Thanks to Miramax — Harvey and Bob Weinstein’s first independent film company — writer and director Kevin Smith got his big break in the industry. In the early 90s, Miramax bought the rights to Smith’s low-budget comedy, “Clerks,” that went on to be a cult hit.
But amid the allegations of sexual harassment and assault against Weinstein, Smith has announced that he will donate all future residuals from his movies backed by Weinstein to Women in Film, a nonprofit that supports female filmmakers.
“My entire career is tied up with the man,” Smith said on the Hollywood Babble-On podcast. “I just wanted to make some f—ing movies, that’s it. And no f—ing movie is worth all this. Like, my entire career, f— it, take it. It’s wrapped up in something really f—ing horrible.”
Smith said that he was not aware of Weinstein’s behaviour. “I know it’s not my fault, but I didn’t f—ing help. Because I sat out there talking about this man like he was a hero, like he was my friend. I didn’t know the man that they keep talking about in the press. Clearly he exists, but that man never showed himself to me.”
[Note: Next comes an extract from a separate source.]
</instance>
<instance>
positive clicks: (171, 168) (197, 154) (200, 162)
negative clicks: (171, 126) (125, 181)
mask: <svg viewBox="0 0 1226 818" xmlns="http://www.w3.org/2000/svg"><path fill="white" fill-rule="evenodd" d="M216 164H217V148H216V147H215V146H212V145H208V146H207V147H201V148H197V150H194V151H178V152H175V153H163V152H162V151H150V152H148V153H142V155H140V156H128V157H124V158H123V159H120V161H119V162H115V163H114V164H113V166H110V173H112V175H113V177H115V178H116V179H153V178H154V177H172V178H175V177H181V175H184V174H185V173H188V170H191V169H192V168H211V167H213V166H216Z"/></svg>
When the allegations first broke out in The New York Times, Smith wrote on Twitter that he felt “ashamed” that he was profiting from Weinstein while others were suffering.
More than half of Smith’s movies were produced by Weinstein, including “Clerks,” “Clerks II,” “Chasing Amy,” “Jersey Girl,” and “Zack and Miri Make a Porno.”
Smith also said that if The Weinstein Company goes under, he will donate $US2,000 to Women in Film every month for the rest of his life.